A reader who is a mental-health professional in Australia responds to speculation in some previous posts (notably here) that Donald Trump’s public persona meets many of the criteria of actual mental disorders: (Emphasis added in his note.)
I am responding to the comment made by a clinical psychology doctoral student… I think that your reader made a very compelling case in their first paragraph as to why we can’t “safely say that Donald Trump has a narcissistic personality disorder”; namely that this requires extensive quantitative and qualitative assessment over a period of time with the individual’s personal engagement. Also, it's hard enough for those with NPD to seek help, without thinking they're going to be compared to this whole mess!
However, they missed one incredibly important reason why he probably doesn’t have a personality disorder: Trump’s narcissism is part of the product he’s selling.
Trump is one of the world’s most successful salespeople of a personal brand, a reality TV star and an American politician. Self assured attention seeking is the key to success in all these arenas. Trump’s had a long history of seeing how much people like him when he shows no doubt.
I think people are struggling to determine how much of what Trump does is a performance. But, the difference between performance and self-perception is vital. The lack of empathy is a performance of his non-PC persona. His disinterest in listening to experts is part of his ‘Übermensch of the people’ act. His desire to be seen as exceptional and to be admired by others is ultimately no different from that of any other presidential campaign pitch.

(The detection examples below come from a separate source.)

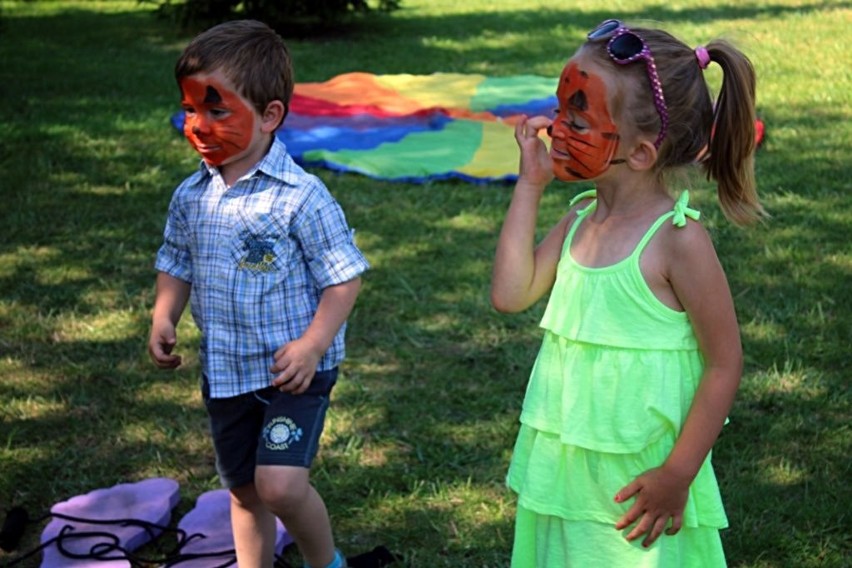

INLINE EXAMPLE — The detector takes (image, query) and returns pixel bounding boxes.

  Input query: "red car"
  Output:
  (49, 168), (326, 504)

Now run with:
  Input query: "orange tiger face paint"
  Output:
(549, 62), (618, 181)
(180, 75), (255, 166)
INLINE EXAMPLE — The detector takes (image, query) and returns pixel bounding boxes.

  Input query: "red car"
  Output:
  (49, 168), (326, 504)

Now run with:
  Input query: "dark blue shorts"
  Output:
(201, 368), (338, 488)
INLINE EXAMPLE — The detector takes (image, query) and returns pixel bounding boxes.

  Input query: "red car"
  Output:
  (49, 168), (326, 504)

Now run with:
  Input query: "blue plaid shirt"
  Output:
(155, 139), (369, 398)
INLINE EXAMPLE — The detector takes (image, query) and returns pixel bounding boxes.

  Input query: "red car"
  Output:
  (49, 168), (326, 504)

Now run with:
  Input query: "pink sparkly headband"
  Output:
(695, 45), (710, 69)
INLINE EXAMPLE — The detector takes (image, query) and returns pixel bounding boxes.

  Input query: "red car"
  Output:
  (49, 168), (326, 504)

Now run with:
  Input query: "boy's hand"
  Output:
(270, 338), (322, 394)
(148, 323), (181, 369)
(615, 467), (691, 548)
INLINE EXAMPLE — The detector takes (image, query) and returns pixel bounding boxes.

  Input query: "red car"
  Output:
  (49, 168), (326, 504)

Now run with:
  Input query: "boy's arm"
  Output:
(148, 272), (191, 369)
(270, 277), (361, 394)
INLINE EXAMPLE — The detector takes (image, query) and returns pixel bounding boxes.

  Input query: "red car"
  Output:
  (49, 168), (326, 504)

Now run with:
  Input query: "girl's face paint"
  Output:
(549, 62), (618, 181)
(180, 73), (255, 166)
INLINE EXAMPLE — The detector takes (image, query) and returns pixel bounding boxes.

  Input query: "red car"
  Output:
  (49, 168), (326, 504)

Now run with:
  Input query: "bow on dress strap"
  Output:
(672, 189), (701, 227)
(568, 189), (598, 217)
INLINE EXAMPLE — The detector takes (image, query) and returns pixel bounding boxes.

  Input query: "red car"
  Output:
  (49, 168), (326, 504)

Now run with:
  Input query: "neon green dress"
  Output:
(507, 191), (727, 568)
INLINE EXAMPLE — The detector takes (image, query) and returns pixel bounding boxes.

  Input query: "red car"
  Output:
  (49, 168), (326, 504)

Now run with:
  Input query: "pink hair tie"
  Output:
(695, 45), (710, 69)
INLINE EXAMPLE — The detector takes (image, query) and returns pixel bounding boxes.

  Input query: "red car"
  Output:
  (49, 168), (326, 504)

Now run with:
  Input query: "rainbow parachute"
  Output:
(172, 73), (557, 183)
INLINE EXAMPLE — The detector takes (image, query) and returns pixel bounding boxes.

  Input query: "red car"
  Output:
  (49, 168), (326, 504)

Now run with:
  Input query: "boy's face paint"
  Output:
(550, 62), (618, 181)
(180, 75), (255, 166)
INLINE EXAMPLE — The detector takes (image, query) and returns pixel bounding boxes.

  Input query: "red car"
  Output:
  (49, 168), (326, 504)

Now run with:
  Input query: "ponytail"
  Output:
(702, 40), (766, 225)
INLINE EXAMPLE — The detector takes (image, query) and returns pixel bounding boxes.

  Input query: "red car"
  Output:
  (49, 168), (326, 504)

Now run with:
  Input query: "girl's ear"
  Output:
(260, 100), (287, 133)
(627, 139), (657, 172)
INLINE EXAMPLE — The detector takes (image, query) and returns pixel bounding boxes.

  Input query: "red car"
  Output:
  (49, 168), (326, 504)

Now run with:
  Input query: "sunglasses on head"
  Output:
(586, 20), (669, 149)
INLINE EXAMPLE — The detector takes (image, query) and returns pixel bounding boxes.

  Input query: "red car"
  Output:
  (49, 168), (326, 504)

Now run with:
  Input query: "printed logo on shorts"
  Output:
(263, 416), (302, 450)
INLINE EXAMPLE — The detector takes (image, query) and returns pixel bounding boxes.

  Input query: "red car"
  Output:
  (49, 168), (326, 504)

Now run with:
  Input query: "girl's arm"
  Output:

I would argue, however, that Trump’s inner world, how he really perceives himself and relates to others remains very much a mystery. That aspect, the self-perception, is crucial to diagnosing personality disorders. You would know better than I, but I imagine there is much about a politician’s inner world that we don’t see from the public performance.
Trump should not be subjected to armchair diagnoses. Not just because it’s a cheap shot, not just because it’s a profound misunderstanding of clinical psychology and an injustice to those who do suffer from personality disorders, but because the claim that Trump is mentally ill is too easy and too comforting.